Obama Administration Provides Update to African Diaspora Communities on U.S. Ebola Response

January 7, 2015
Health Workers Walk Around the Monrovia Medical Unit

Last month, the State Department’s Bureaus of Public Affairs and African Affairs, in coordination with interagency colleagues, hosted a conference call with Assistant Secretary of African Affairs, Linda Thomas-Greenfield and approximately 200 representatives of the African diaspora community from across the United States. Together with officials from USAID, the National Security Council (NSC) and the Centers for Disease Control (CDC), Assistant Secretary of African Affairs, provided an update on the ongoing response to the crisis.

In December 2014, Assistant Secretary Thomas-Greenfield was part of a U.S. delegation to Liberia, led by Assistant Secretary of Defense Michael Lumpkin, to assess the current state of Liberia’s fight against Ebola and U.S. response efforts on the ground. On this call, she reviewed her trip and commended the efforts of U.S. Embassy personnel in Monrovia, who are working around the clock, to support the anti-Ebola effort.  She also stressed that the U.S. Government response to Ebola has been a “whole of government” effort.

In response to questions from call participants, Assistant Secretary Thomas-Greenfield noted that, after several very difficult months, Liberia has made significant gains in the fight against Ebola. She also added that more work remains to be done until Liberia is Ebola-free. To that end, she urged Liberians not to change the practices that have been put in place to ensure the eradication of this disease. 

The Assistant Secretary also remarked that Ebola is a “regional problem,” not a Liberian problem, and one that requires tremendous teamwork and international coordination.  In that regard, she described the collaborative efforts of the U.S. embassy, USAID, the CDC, the African Union and Liberians as nothing short of “impressive.”

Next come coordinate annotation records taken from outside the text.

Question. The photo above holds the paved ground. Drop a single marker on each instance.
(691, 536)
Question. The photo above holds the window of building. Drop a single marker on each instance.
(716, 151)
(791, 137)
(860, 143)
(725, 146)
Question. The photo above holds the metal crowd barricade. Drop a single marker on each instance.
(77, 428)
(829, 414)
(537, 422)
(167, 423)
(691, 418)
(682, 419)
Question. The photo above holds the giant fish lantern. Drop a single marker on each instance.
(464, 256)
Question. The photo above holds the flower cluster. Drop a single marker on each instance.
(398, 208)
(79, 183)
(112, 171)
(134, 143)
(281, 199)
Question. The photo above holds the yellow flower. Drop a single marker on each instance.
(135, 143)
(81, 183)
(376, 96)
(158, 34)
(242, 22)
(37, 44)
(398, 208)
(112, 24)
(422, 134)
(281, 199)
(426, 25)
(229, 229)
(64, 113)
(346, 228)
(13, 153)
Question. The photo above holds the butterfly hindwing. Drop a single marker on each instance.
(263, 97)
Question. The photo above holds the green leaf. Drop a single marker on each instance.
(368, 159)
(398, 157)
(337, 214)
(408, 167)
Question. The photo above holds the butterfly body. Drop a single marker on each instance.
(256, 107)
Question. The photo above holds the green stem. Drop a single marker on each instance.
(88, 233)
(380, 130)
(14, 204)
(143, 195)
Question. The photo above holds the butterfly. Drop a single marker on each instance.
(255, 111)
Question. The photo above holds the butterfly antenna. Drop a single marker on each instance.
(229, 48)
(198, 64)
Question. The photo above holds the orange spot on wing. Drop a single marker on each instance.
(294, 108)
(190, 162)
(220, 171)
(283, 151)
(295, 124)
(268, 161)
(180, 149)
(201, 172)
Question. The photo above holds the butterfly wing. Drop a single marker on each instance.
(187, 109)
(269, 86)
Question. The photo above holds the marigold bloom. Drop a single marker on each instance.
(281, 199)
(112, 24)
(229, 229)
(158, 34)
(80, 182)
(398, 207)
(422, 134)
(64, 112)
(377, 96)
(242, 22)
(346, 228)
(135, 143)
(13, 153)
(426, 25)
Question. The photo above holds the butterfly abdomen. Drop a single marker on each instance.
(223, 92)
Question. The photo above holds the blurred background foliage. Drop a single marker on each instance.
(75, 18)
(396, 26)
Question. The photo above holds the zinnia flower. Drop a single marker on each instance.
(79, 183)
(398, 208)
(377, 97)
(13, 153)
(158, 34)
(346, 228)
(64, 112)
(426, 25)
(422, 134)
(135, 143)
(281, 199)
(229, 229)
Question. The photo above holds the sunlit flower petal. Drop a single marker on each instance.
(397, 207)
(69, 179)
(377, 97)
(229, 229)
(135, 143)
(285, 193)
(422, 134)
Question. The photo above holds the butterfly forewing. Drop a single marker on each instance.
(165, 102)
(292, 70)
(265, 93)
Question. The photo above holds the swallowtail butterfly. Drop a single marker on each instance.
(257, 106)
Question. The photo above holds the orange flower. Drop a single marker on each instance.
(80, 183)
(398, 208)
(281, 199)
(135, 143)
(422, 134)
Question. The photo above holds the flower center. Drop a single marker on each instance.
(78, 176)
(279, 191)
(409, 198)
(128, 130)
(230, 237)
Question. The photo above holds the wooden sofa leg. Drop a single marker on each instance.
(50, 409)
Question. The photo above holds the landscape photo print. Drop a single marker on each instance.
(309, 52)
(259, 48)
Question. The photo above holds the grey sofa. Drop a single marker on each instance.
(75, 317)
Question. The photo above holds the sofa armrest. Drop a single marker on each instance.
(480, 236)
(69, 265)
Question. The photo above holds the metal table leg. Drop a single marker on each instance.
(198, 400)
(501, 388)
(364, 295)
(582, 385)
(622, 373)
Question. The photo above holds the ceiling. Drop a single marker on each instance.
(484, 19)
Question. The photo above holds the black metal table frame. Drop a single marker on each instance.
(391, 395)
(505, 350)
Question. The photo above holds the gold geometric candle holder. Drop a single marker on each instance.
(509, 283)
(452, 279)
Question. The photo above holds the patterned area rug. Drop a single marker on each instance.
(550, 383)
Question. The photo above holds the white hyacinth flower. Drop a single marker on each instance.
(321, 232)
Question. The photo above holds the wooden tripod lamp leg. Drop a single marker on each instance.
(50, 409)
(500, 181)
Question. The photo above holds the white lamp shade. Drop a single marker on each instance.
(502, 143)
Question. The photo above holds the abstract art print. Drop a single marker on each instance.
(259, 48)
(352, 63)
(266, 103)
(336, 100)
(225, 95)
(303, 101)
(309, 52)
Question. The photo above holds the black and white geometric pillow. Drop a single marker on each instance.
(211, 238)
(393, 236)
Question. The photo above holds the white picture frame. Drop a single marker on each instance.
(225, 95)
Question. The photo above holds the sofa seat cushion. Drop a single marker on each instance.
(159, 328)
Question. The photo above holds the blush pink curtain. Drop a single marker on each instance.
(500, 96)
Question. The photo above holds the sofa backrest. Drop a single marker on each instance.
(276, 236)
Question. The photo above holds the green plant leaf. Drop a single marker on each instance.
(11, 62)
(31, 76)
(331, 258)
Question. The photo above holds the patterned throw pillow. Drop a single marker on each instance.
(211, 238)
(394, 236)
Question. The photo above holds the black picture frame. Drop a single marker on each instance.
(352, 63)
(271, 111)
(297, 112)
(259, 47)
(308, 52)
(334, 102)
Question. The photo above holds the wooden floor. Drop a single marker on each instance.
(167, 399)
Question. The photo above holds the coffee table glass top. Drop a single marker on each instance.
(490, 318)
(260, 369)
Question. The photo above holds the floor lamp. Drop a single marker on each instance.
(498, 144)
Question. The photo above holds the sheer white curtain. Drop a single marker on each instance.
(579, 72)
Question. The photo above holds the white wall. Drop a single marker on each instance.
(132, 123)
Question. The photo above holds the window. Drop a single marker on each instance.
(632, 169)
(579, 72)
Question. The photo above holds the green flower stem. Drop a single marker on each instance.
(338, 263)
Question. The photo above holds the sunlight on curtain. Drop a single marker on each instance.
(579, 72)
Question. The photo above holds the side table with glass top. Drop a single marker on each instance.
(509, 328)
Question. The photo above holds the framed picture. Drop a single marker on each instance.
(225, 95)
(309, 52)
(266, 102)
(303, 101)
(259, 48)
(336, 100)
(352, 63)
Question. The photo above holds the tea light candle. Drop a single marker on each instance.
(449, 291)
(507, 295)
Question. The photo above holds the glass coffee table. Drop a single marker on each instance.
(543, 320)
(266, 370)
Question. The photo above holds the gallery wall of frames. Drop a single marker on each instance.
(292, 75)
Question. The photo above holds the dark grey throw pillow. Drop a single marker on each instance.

Thomas-Greenfield remains engaged in coordination efforts with other U.S. Government agencies and colleagues in the international community around the recovery program in the region, the state of the health sector, and the conditions for improvement in education and infrastructure.

The U.S. Government continues to stand with Liberia, and knows that this is a situation that they cannot fight alone.  Liberia and other Ebola-affected countries need the support of the international community and we are committed to providing that support.  President Obama made that very clear when he said that this is a national security crisis, not only for the region, but for the world.

For more information on the ongoing U.S. response to the virus, please visit our State Department page here.

About the Author: David Duckenfield serves as Deputy Assistant Secretary of State in the Bureau of Public Affairs.



john l.
Illinois, USA
January 8, 2015

USA Government is taking every necessity step to stop Ebola virus in country.

Amadu M.
Texas, USA
January 8, 2015
While this is great that the Americans were able to quickly turn things around in Liberia to a minimum number of new cases; it is prudent that they not run away from the war now that they have succeeded in the Liberian battle. Sierra Leone especially and Guinea, still need a lot of help. And if the new strategy is to go to zero cases then leaving one case in Sierra Leone or Guinea can start another epidemic. In fact the current one started with just a single case. We need to be cognizant of that, and I am sure we are; but with US troops returning already we need to be cautioned.
kamara o.
January 15, 2015
Thank u America,for job well done,please don,t give up until the disease is eradicated in,liberia,Guinea and Sierra-Leone.Thanks,so much may GOD,bless the U.S.A.